Ole Miss released a response to the NCAA’s latest Notice of Allegations on Tuesday, and it’s no surprise that former off-field assistant Barney Farrar is unhappy with the Rebels’ portrayal of him as a rogue staffer under coach Hugh Freeze. The response said Farrar was “an outlier at the university and does not represent the culture of ‘doing things the right way’”.

In a responding statement released Wednesday, Farrar’s attorney, Bruse Loyd of Houston, said his client is being thrown under the bus by Ole Miss decision-makers.

“Coach Farrar would like to thank the Ole Miss alumni students and fans for their support and words of encouragement during this difficult time,” Loyd said, per The Oxford Eagle. “He knows that they are entitled to an explanation from decision makers at the university who chose this route.
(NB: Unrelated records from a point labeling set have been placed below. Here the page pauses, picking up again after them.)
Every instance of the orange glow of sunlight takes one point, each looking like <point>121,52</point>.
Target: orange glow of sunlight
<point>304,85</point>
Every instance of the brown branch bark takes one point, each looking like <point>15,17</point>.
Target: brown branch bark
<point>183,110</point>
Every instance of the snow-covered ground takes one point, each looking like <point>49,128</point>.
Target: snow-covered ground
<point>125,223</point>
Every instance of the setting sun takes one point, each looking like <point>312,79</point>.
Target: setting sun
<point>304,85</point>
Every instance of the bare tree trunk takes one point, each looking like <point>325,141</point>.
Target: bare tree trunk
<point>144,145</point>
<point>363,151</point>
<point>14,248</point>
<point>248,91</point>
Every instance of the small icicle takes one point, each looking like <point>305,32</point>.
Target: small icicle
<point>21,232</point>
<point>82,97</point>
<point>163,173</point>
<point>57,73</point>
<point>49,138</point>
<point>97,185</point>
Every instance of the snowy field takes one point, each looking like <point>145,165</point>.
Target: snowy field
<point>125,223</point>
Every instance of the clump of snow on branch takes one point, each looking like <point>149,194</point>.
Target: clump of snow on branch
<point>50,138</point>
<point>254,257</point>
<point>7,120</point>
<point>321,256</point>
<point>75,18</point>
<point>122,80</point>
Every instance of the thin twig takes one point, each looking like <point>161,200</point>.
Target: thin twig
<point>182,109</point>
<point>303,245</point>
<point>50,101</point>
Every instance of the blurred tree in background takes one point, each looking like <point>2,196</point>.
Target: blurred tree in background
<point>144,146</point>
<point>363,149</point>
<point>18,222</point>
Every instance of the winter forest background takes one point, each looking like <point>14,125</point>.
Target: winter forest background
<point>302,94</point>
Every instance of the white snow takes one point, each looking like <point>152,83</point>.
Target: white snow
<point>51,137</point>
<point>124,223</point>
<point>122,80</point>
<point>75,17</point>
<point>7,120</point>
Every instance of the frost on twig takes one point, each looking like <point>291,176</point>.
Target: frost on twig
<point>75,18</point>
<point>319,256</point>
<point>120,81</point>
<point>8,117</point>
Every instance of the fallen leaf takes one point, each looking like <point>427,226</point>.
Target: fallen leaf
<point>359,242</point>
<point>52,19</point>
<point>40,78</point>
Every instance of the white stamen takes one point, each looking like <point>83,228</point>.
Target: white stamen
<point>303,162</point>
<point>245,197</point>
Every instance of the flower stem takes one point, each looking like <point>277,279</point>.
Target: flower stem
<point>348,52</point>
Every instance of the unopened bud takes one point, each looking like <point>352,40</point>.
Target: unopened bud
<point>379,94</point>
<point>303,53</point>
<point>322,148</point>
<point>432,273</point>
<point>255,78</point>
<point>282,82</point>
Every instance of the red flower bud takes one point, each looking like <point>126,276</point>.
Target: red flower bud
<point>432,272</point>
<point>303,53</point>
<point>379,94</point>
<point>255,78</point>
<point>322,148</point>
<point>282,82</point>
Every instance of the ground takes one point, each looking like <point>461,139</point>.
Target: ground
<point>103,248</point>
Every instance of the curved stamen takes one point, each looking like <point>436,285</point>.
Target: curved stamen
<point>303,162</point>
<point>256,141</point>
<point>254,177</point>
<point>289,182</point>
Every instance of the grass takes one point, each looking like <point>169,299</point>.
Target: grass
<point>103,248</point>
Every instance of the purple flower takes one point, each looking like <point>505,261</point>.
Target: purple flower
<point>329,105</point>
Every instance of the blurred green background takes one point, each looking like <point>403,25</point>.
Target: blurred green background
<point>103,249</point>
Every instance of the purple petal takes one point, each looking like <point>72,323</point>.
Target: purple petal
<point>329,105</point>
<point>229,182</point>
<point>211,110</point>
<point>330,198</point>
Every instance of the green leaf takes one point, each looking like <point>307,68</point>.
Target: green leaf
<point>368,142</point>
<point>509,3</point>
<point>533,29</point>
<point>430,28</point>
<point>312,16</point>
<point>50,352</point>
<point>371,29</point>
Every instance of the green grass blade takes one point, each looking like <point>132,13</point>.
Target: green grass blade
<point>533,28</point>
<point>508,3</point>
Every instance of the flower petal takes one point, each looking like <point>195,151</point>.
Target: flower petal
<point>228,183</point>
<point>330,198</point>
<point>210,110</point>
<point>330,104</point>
The Ole Miss community knows that university decision-makers threw Coach Farrar under the bus.”

Loyd’s full statement can be viewed here.

Farrar, who joined Freeze’s staff in Dec. 2011 and was employed almost five years, is alleged to have arranged for Rebels recruit Leo Lewis to receive impermissible benefits, including free transportation, lodging and merchandise from a booster’s store, as well as cash payments from boosters ranging from $13,000 to $15,600. To add insult to injury, Lewis signed with Mississippi State in 2015. Ole Miss has said that although the payments were not made, they were troubled by the finding. The school also says Farrar lied to Freeze when confronted about using an unauthorized phone to contact recruits.

Loyd has previously suggested Ole Miss could be looking at a punishment comparable to the “death penalty” from the NCAA.

“It is as close to a death penalty as you can get without having that actually happen,” Loyd said recently. “Coach Farrar has been questioned extensively, in fact, five times by the NCAA about those allegations.”